This package is an automatic machine learning module whose function is to optimize the hyper-parameters of an automatic learning model. Code at: https://github.com/JeremieGince/AutoMLpy .
Project description
This package is an automatic machine learning module whose function is to optimize the hyper-parameters of an automatic learning model.

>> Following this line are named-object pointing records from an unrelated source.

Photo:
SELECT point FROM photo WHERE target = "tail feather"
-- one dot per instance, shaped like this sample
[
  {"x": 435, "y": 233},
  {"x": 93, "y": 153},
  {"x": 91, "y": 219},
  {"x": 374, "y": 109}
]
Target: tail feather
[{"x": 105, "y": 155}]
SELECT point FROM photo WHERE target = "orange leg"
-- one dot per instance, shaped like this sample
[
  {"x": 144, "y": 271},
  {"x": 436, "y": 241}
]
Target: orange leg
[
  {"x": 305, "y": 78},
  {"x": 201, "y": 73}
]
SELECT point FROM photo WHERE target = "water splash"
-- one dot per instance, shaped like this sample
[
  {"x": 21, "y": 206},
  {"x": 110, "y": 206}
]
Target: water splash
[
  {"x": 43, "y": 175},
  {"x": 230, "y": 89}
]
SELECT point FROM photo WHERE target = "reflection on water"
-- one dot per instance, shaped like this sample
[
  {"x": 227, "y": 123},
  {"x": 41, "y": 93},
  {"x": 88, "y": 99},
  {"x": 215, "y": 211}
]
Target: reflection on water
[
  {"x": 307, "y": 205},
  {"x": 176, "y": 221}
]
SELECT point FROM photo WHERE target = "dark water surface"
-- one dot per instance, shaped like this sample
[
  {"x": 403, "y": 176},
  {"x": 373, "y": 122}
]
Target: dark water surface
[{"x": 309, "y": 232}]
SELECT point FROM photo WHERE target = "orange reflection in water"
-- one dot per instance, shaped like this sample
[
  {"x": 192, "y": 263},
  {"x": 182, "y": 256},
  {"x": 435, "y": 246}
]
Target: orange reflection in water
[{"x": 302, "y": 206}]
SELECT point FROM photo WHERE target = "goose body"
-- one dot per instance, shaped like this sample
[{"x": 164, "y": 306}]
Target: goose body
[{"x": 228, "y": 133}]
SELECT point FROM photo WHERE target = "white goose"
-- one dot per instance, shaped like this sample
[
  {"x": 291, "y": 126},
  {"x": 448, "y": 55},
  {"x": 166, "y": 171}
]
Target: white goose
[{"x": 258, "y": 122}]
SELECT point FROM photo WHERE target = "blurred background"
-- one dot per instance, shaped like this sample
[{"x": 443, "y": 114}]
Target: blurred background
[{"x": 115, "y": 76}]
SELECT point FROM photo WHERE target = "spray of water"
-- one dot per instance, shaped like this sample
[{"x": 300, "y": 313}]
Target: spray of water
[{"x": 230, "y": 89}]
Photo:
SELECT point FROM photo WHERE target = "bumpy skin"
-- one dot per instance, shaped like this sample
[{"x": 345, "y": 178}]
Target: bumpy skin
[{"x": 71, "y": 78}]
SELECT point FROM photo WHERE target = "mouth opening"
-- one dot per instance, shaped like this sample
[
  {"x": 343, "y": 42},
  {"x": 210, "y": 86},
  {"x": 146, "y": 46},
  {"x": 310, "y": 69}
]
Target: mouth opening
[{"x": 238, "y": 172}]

In this package you can find: a grid search method, a random search algorithm and a Gaussian process search method. Everything is implemented to be compatible with the Tensorflow, pyTorch and sklearn libraries.
Installation
Latest stable version:
pip install AutoMLpy
Latest unstable version:
- Download the .whl file here;
- Copy the path of this file on your computer;
- pip install it with
pip install [path].whl
Example - MNIST optimization with Tensorflow & Keras
Here you can see an example on how to optimize a model made with Tensorflow and Keras on the popular dataset MNIST.
Imports
We start by importing some useful stuff.
# Some useful packages
from typing import Union, Tuple
import time
import numpy as np
import pandas as pd
import pprint
# Tensorflow
import tensorflow as tf
import tensorflow_datasets as tfds
# Importing the HPOptimizer and the RandomHpSearch from the AutoMLpy package.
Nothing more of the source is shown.